Потребовалось еще пятнадцать лет, прежде чем завоеватели почувствовали себя хозяевами страны, чтобы Джалалиддин, стоя на холмах Казанвирана, решился предсказать жителям Коньи жизнь.

А в тот год после первого разгрома отощавшие, опухшие от голода люди устремились на запад к пределам Византии. Ими, как некогда хорезмийцами и хорасанцами, были теперь забиты все дороги. Богатства тюрок – золото, серебро, ткани, драгоценности – за бесценок попадали в руки византийских князей и купцов, ибо за малую меру пшеницы давали теперь огромные деньги.

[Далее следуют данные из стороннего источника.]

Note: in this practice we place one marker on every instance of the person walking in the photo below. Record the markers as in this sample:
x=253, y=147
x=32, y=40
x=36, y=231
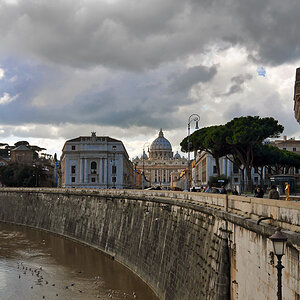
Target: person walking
x=273, y=194
x=259, y=192
x=287, y=191
x=223, y=190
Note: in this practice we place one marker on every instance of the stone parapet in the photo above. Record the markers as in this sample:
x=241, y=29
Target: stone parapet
x=186, y=246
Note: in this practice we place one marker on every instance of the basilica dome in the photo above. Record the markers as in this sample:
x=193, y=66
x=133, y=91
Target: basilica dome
x=161, y=143
x=161, y=148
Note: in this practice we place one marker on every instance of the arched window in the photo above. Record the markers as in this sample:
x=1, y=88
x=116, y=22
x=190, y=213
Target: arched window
x=93, y=167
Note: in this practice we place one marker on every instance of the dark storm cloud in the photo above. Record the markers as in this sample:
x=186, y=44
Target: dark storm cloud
x=138, y=35
x=192, y=76
x=237, y=84
x=132, y=100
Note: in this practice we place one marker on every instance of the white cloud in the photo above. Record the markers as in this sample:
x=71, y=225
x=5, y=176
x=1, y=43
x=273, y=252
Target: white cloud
x=6, y=98
x=127, y=68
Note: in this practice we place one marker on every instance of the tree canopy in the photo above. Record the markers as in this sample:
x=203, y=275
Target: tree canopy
x=238, y=138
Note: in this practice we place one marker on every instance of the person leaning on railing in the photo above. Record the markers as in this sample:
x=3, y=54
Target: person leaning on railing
x=273, y=194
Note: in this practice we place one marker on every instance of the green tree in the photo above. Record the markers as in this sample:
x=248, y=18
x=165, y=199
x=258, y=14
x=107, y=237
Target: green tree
x=246, y=133
x=211, y=140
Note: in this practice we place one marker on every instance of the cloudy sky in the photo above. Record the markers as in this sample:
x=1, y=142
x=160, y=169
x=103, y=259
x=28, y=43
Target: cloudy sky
x=126, y=68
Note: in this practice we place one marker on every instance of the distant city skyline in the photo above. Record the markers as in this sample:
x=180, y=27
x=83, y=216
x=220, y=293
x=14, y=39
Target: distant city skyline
x=126, y=69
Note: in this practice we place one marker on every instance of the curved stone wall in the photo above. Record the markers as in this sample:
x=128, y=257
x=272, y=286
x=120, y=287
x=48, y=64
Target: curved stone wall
x=184, y=245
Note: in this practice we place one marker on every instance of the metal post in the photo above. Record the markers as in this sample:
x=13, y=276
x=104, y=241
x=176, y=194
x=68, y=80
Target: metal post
x=143, y=169
x=195, y=118
x=279, y=267
x=188, y=173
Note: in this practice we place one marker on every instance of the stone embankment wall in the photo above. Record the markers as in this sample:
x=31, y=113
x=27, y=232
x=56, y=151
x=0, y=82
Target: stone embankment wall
x=184, y=245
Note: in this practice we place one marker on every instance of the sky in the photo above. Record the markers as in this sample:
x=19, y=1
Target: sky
x=126, y=68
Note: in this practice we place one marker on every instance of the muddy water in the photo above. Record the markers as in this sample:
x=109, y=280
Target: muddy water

Настали смутные времена. Чтобы подрубить под корень самую возможность сопротивления, монголы дробили державу, сеяли рознь и вражду между властителями. В самой Конье одновременно правили три султана – молодые сыновья Гиясиддина. И все они были просто-напросто монгольскими данниками. Разбойные шайки самозванца туркмена, выдававшего себя за сына султана Аляэддина, разоряли окрестности столицы.

И не у кого было искать защиты, не к кому было обратиться за помощью.

Как всегда в годину смуты и безвременья, простые люди обратили свой взоры к богу. Они искали утешения и душевной крепости, но не у служилого духовенства, а у суфийских шейхов, у подвижников и проповедников. Если улемы и факихи, так же как вельможные беи, были сыты и при сельджуках, и при монголах, то суфийские подвижники и шейхи хотя бы знали по собственному опыту, что значит голодать. В годы ненависти и одичания они призывали любить друг друга, учили, как сохранить если не жизнь, то хотя бы человеческое достоинство перед лицом насилия и смерти.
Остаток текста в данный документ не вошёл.